Sábado 8 de octubre del 2011, horas de la mañana, agarro tres libros que hablan del universo, me intereso por hojear uno en específico: Cosmos, de Carl Sagan, un personaje histórico del siglo XX; el libro tiene hermosas imágenes sobre planetas hipotéticos con sociedades hipotéticas, conformadas por formas de vida hipotéticas.

Unos cuadros negros me llaman particularmente la atención, así que los leo. Se trata de “posibles resúmenes por computadora de dos civilizaciones avanzadas”, una dice que como código cierta sociedad tiene “Los que sobrevivimos”, y que viven en el sexto planeta de su sistema planetario; también que no tienen colonias extraplanetarias; que la edad del planeta asciende a los 1.14*10^17 segundos, y que el primer contacto iniciado localmente fue hace 2.6040*10^8 segundos…el cuadro menciona, además, que ya hubo recepción del primero código galáctico anidado., que son autótrofos fotoquimiosintéticos móviles en una atmósfera débilmente reductora…su tecnología es exponenciante, acercándose ya al límite asintótico (en donde ya no hay nada más que descubrir y tecnificar…). La cultura de dicha sociedad es global, no gregaria (no hay familias, países, etc.), poliespecífica (2 géneros, 41 especies)., tienen poesía aritmética, y su probabilidad de supervivencia en sus próximos cien años es de un 80%.
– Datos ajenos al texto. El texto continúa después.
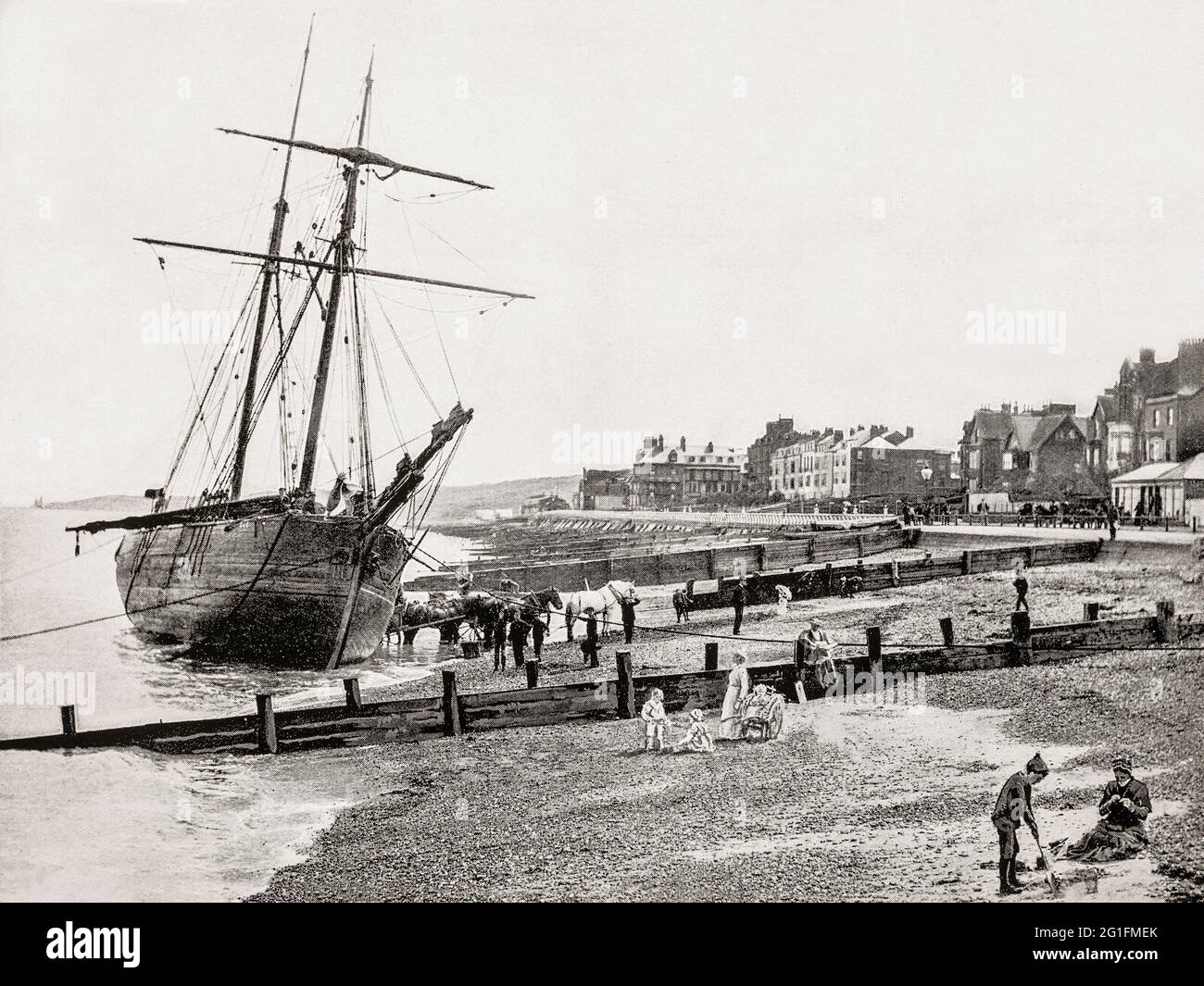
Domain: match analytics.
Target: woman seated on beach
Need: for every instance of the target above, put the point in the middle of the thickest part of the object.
(1121, 830)
(697, 738)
El otro cuadro habla de una sociedad mucho más avanzada, lleva como código “Los que nos unimos”; es una civilización interestelar, sin comunidades planetarias, utiliza 1.504 supergigantes, estrellas OV, BV, AV y púlsares. Su edad es de 6.09*10^15 segundos, número que comparte con el primer contacto iniciado localmente y con la recepción del primer código galáctico anidado…Poseen una biología bastante extraña., su probabilidad de supervivencia en los próximos 10^6 años (diez millones de años) es de un 99%.

Después de imaginar aquellas civilizaciones, y envidiarlas- aún sabiendo que es posible que no existan-, fui a la siguiente página, y me encontré con nada más y nada menos que un resumen, en el mismo formato de cuadro negro, de la humanidad. No tenemos colonias extraplanetarias, la edad de nuestro planeta es de 1.45*10^17 segundos, la recepción del primer código galáctico anidado no ha sido llevada a cabo, así que nuestra solicitud está pendiente…Nuestra tecnología es exponenciante, usamos combustibles fósiles, tenemos armas nucleares, guerra organizada y producimos contaminación al ambiente. Nuestra cultura está conformada por aproximadamente 200 estados nacionales y 6 potencias globales. Nos encontramos en camino de homogeneización cultural y tecnológica (globalización). Nuestra probabilidad de supervivencia en nuestros próximos 100 años es del 40% (dato 100% real).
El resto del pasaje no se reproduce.